Surely this can’t be good news. But Helsinki isn’t alone in suffering – we think that’s the correct word – from this kind of spatial lumpiness. Some places are packaged as a must-see cultural experience. If they are successful in their efforts, the momentum of positive feedback – media coverage – will accelerate and reach the whole tourist world in no time. No wonder some places get swamped while others get overlooked. (Interactive media, the communications mode of choice in a do-it-yourself economy, is partly to blame, but let others deal with that!)
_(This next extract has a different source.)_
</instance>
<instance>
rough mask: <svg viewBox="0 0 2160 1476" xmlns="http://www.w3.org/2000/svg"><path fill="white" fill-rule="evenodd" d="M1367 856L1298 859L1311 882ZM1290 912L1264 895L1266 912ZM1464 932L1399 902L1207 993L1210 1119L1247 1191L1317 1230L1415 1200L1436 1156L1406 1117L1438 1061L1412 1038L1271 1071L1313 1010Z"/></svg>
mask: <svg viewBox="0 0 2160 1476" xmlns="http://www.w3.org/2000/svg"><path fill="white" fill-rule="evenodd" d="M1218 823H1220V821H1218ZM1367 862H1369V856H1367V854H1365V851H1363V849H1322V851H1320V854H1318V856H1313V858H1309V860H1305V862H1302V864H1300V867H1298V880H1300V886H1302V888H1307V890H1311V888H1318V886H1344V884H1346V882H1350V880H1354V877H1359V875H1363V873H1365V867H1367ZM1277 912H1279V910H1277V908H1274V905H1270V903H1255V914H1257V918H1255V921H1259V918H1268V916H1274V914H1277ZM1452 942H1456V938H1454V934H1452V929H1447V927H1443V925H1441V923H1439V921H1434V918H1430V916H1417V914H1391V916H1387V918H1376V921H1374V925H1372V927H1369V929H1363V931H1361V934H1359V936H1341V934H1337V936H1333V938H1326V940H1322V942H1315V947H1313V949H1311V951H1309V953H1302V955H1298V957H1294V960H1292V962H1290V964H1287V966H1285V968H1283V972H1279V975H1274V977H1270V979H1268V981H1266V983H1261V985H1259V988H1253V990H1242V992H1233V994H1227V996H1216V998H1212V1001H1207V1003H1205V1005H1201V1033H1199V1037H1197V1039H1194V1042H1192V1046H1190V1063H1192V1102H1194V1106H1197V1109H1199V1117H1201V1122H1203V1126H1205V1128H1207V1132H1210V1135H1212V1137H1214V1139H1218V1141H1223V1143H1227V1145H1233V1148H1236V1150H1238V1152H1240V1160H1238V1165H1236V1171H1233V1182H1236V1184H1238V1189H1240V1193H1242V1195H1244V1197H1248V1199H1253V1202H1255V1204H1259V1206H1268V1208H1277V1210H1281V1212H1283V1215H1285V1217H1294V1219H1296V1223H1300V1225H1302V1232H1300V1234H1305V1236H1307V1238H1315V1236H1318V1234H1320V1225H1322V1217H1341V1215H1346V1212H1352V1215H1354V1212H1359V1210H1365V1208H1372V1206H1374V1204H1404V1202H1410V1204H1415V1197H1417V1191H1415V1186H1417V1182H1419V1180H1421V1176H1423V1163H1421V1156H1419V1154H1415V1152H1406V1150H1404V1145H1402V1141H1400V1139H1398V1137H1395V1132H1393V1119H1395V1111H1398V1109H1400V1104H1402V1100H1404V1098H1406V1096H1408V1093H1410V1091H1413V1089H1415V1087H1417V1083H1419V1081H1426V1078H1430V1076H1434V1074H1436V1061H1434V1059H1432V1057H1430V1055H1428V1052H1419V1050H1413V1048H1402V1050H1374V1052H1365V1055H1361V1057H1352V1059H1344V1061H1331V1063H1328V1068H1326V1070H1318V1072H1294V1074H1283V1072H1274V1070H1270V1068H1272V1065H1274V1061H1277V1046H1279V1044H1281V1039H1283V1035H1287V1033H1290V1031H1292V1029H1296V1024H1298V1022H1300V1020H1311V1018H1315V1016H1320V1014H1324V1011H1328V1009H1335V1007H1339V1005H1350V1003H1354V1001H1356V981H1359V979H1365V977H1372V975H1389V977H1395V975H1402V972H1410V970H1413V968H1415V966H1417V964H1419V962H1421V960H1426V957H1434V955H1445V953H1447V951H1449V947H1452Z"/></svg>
Swooping ever so briefly beyond Finland’s borders, not to Bilbao, famous for its great container of art, but to London, famous for, well, art and stuff. Most of which could, for decades, be found north of the Thames (excepting Dulwich Picture Gallery, but that was almost in the country when it was built in 1811.) For historical reasons the South Bank of the Thames was left to industry and poverty. Herzog and de Meuron, the Swiss duo (who so upset some folks in Helsinki) did something quite remarkable there when helped “revitalise” the South Bank of the Thames with the Tate Modern in 2000. It is a beautiful art space and a source of justified pride. The old Bankside power station built there by Giles Gilbert Scott was a great piece of architecture in itself, perfectly situated across from St Pauls. (Let’s be frank, nobody was ever going to allow anything as prosaic as a power station to be constructed there).
But the Tate has been TOO successful. The original redesign by Herzog and de Meuron made brilliant use of the old space with minimal and always respectful changes to the industrial building. Now, as architecture writer Hugh Pearman argues, it’s as if folks want to come to the Tate not to look at the art, but just because everyone else does. Result? An extension is being built, to designs by the same architects, which, JHJ in its rather conservative mood, fears will detract from the thing that made the “original” so appealing – its ingenious and life-embracing reuse of a box-like, calma and a few decades old, but not demolition-ready, piece of great industrial architecture.
Also a former power station, Suvilahti in Helsinki may become another cultural centre to “regerate” post-industrial waste. Though plans are still very much open. The venue is certainly wonderful, even if it is hemmed in by motorway on one side and water on the other.
It does make one think what a weird world we live in, where spaces are either to neglected they’re thought of as wasted, or so vaunted that the only way to enjoy them is as part of a crowd.
Or was the lack of crowds in Finnish venues besides the Ateneum just a symptom of recession?